A questo riguardo sottolineo che in precedenza avevo affermato che le caratteristiche dello psicanalista erano fondamentali per la riuscita o il fallimento della terapia. Anche perché il transfert tra paziente e psicanalista può diventare proficuo soltanto quando raggiunge una certa profondità. E ciò naturalmente pone dei problemi a livello di standardizzazione del tipo psicanalista, e cioè di chi poi fa l' analisi sul paziente. 

Per quanto riguarda la contraddizione che mina la psicoanalisi tra una razionalità che viene dominata dai propri istinti o irrazionalità, e che naturalmente riconduce automaticamente la psicoanalisi nel non scientifico, mi ero già espresso precedentemente affermando che la psicoanalisi non poteva essere considerata scienza ma che del resto rimaneva un' ottima terapia per determinati problemi psichici. 

Ciò su cui può intervenire la psicoanalisi non è ciò che è alla base delle nostre pulsioni desideranti che possono ritenersi caratteriali e troppo profonde per qualsiasi analisi e quasi tutte di origina genetica, ma su ciò che impedisce il flusso armonico di questi istinti e che è rappresentato dalle rimozioni causate da traumi infantili. Il riportare alla memoria questi episodi e riuscire a conviverci porta quasi sempre ad una migliore condizione psichica del paziente.

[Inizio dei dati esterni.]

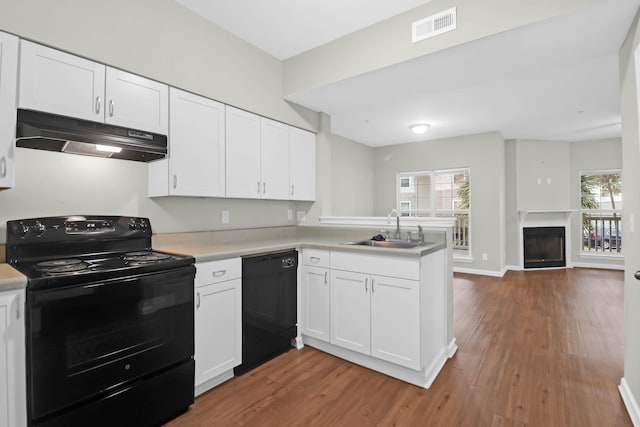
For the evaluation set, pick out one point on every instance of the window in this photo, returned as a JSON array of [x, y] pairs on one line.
[[601, 211], [443, 193]]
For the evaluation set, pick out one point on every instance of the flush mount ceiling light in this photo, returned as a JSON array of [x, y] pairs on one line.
[[419, 128]]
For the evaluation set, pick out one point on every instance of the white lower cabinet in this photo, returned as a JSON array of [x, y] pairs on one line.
[[377, 316], [395, 320], [13, 404], [350, 311], [218, 321], [316, 301]]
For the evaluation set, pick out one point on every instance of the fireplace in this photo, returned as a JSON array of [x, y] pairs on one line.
[[544, 247]]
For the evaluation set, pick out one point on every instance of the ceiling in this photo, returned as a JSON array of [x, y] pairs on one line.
[[554, 80]]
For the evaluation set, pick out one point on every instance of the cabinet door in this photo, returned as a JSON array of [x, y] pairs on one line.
[[302, 169], [218, 329], [8, 81], [136, 102], [395, 320], [316, 302], [196, 146], [274, 159], [60, 83], [13, 396], [243, 154], [350, 310]]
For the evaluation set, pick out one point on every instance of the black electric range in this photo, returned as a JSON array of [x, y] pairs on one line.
[[109, 321]]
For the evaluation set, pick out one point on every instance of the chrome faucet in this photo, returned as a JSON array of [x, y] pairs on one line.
[[397, 235]]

Garbino Vento di Tempesta.

sgiombo

#49
A Maral:
Citazione
Anche a me, leggendo le tue risposte, sorge il dubbio di essermi rincoglionito con l' età (evidentemente, come al solito, ci è per lo meno molto difficile intenderci).

Intanto mi sembra che Freud considerasse la psicoanalisi una scienza (medica) e non una filosofia. Quindi anche da un "presumibile punto di vista freudiano ortodosso" la tua interpretazione filosofica mi sembra per lo meno decisamente discutibile.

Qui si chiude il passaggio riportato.